Die Beklagte beantragt,

die Berufung zurückzuweisen.

Sie hält den angefochtenen Gerichtsbescheid für zutreffend.

Zur weiteren Darstellung des Sachverhalts wird Bezug genommen auf die Verwaltungsakte der Beklagten, die Akte des SG und die Senatsakte.

Entscheidungsgründe:

Die form- und fristgerecht eingelegte Berufung ist zulässig, sie ist jedoch sachlich nicht begründet.

Der Gerichtsbescheid des SG vom 21. Februar 2008 und der Bescheid der Beklagten vom 26. April 2006 in der Gestalt des Widerspruchsbescheides vom 25. Oktober 2006 sind nicht zu beanstanden, weil der Kläger keinen Anspruch auf Feststellung eines im Jahr 1984 während der Beschäftigung bei der Firma A. erlittenen Arbeitsunfalls mit einer Verletzung beider Augen hat.

Der damalige Arbeitgeber hat keinen Arbeitsunfall bestätigen können, wie sich aus seiner Mitteilung vom 20. Dezember 2005 ergibt. Auch die Leistungsauszüge der AOK ergeben keinen Hinweis auf einen im Jahr 1984 erlittenen Arbeitsunfall. Es sind darin auch keine Arbeitsunfähigkeitszeiten wegen Erkrankungen der Augen aufgeführt.

Auch die Äußerungen des Augenarztes Dr. F. vom 6. Dezember 2005 enthalten keine Hinweise auf die vom Kläger geltend gemachte Metallsplitterverletzung am linken Auge, die sogar zu einer Operation geführt haben soll. Dr. F. fand in seiner Patientenkarte drei Behandlungstermine, nämlich am 25. September 1978 mit Bagatellbefunden und am 1. Oktober 1986 wegen einer Routinekontrolle, wobei der Kläger seit einem Unfall öfters Kopfschmerzen und Brennen im Bereich des linken Auges geltend machte. Zu dem vom Kläger erwähnten Unfall liegen Dr. F. aber keine weiteren Informationen vor.
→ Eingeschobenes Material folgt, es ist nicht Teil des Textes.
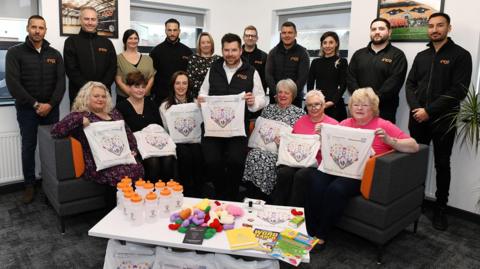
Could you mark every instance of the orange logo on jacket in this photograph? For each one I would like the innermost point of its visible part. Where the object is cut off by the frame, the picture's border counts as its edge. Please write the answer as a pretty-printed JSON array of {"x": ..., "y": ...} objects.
[
  {"x": 387, "y": 60},
  {"x": 242, "y": 76}
]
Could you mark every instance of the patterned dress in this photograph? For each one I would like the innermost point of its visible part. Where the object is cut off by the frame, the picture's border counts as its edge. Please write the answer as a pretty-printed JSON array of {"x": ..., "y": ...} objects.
[
  {"x": 197, "y": 69},
  {"x": 72, "y": 125},
  {"x": 260, "y": 165}
]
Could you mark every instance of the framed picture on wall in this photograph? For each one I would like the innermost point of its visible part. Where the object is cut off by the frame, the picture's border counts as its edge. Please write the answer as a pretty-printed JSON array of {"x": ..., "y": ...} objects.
[
  {"x": 409, "y": 19},
  {"x": 107, "y": 11}
]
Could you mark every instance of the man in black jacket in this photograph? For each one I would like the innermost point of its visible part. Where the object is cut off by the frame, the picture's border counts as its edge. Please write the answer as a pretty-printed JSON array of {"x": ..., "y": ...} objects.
[
  {"x": 168, "y": 57},
  {"x": 35, "y": 77},
  {"x": 225, "y": 157},
  {"x": 88, "y": 56},
  {"x": 436, "y": 84},
  {"x": 287, "y": 60},
  {"x": 380, "y": 66}
]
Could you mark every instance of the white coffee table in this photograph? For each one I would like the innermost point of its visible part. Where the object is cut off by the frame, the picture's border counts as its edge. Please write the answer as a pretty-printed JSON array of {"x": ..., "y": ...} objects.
[{"x": 115, "y": 226}]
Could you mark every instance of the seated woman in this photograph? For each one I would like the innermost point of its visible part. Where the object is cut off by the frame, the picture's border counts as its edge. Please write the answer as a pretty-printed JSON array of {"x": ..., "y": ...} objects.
[
  {"x": 292, "y": 182},
  {"x": 189, "y": 155},
  {"x": 260, "y": 166},
  {"x": 92, "y": 104},
  {"x": 139, "y": 112},
  {"x": 328, "y": 195}
]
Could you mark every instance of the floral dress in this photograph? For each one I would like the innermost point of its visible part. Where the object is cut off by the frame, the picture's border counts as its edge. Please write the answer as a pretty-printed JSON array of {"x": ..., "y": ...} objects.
[
  {"x": 260, "y": 165},
  {"x": 197, "y": 69},
  {"x": 72, "y": 125}
]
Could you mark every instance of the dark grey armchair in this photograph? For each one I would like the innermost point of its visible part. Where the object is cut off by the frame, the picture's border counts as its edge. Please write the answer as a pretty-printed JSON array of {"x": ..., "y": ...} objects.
[
  {"x": 67, "y": 194},
  {"x": 395, "y": 200}
]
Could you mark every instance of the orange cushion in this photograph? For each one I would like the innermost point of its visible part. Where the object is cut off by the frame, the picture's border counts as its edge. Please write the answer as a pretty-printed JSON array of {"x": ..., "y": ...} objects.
[
  {"x": 77, "y": 154},
  {"x": 368, "y": 172}
]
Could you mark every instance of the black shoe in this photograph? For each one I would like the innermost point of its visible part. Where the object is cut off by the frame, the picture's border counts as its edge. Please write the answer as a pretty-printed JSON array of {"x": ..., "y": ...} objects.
[{"x": 440, "y": 221}]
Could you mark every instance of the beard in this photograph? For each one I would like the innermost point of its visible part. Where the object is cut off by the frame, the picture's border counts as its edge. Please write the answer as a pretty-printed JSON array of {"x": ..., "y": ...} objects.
[{"x": 379, "y": 41}]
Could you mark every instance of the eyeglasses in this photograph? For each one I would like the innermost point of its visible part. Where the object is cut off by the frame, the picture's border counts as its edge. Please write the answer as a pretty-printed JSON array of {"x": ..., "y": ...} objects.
[{"x": 314, "y": 106}]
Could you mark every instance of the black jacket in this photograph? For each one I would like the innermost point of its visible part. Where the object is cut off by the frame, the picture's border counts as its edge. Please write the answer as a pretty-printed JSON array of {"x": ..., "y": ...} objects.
[
  {"x": 438, "y": 81},
  {"x": 168, "y": 58},
  {"x": 89, "y": 57},
  {"x": 258, "y": 59},
  {"x": 384, "y": 71},
  {"x": 32, "y": 76},
  {"x": 282, "y": 64}
]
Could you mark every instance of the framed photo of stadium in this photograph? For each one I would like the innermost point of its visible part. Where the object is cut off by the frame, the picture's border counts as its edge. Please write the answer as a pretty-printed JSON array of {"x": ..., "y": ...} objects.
[
  {"x": 409, "y": 19},
  {"x": 107, "y": 11}
]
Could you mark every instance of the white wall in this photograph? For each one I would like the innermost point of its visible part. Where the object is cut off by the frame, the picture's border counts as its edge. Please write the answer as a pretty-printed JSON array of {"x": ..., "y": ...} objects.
[{"x": 232, "y": 16}]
Schließlich fand am 19. November 1987 ein Vorstellungstermin mit den gleichen Beschwerden wie am 1. Oktober 1986 statt, wobei an diesem Tag die Sehschärfe mit Korrektur beiderseits 1,0 betrug. Es bestand ein regelrechtes Binocularsehen, und die Augenhintergrunduntersuchung war ohne Befund. Damit übereinstimmend sah Dr. F. am 17. Oktober 2005 den vom Kläger geklagten Schwindel und die Kopfschmerzen nicht im Zusammenhang mit den an den Augen erhobenen Befunden und empfahl eine Vorstellung beim Neurologen. Schließlich kann auch aus der Tatsache, dass im Oktober 2007 am linken Auge des Klägers eine Staroperation vorgesehen war, nichts für einen das linke Auge oder beide Augen betreffenden Arbeitsunfall im Jahre 1984 abgeleitet werden, denn das Auftreten eines Stars kann vielerlei Gründe haben, wobei die häufigste Form der Altersstar (Cataracta senilis) ist (vgl. Pschyrembel, Klinisches Wörterbuch, 261. Auflage, S. 966).

Alle weiteren ärztlichen Unterlagen aus dem Jahr 1984 (Dr. H., Dr. D.) enthalten keine augenärztlichen Befunde. Der vom Kläger in Kopie vorgelegte Auszug aus einem Befundbericht ohne Datum und Name des behandelnden Arztes gibt eine etwaige unfallbedingte Verletzung des linken Auges durch einen Fremdkörper lediglich als anamnestische Angabe des Klägers wieder. Die festgestellte Glaskörpertrübung und ein Sicca-Syndrom der Augen im Sinne des Syndroms des trockenen Auges sind für den geltend gemachten Arbeitsunfall ohne Bedeutung.

Nach alledem ist ein Arbeitsunfall aus dem Jahr 1984 mit einer Verletzung beider Augen nicht feststellbar. Die Berufung des Klägers musste daher zurückgewiesen werden.

Die Kostenentscheidung beruht auf § 193 SGG.

Gründe für die Zulassung der Revision liegen nicht vor.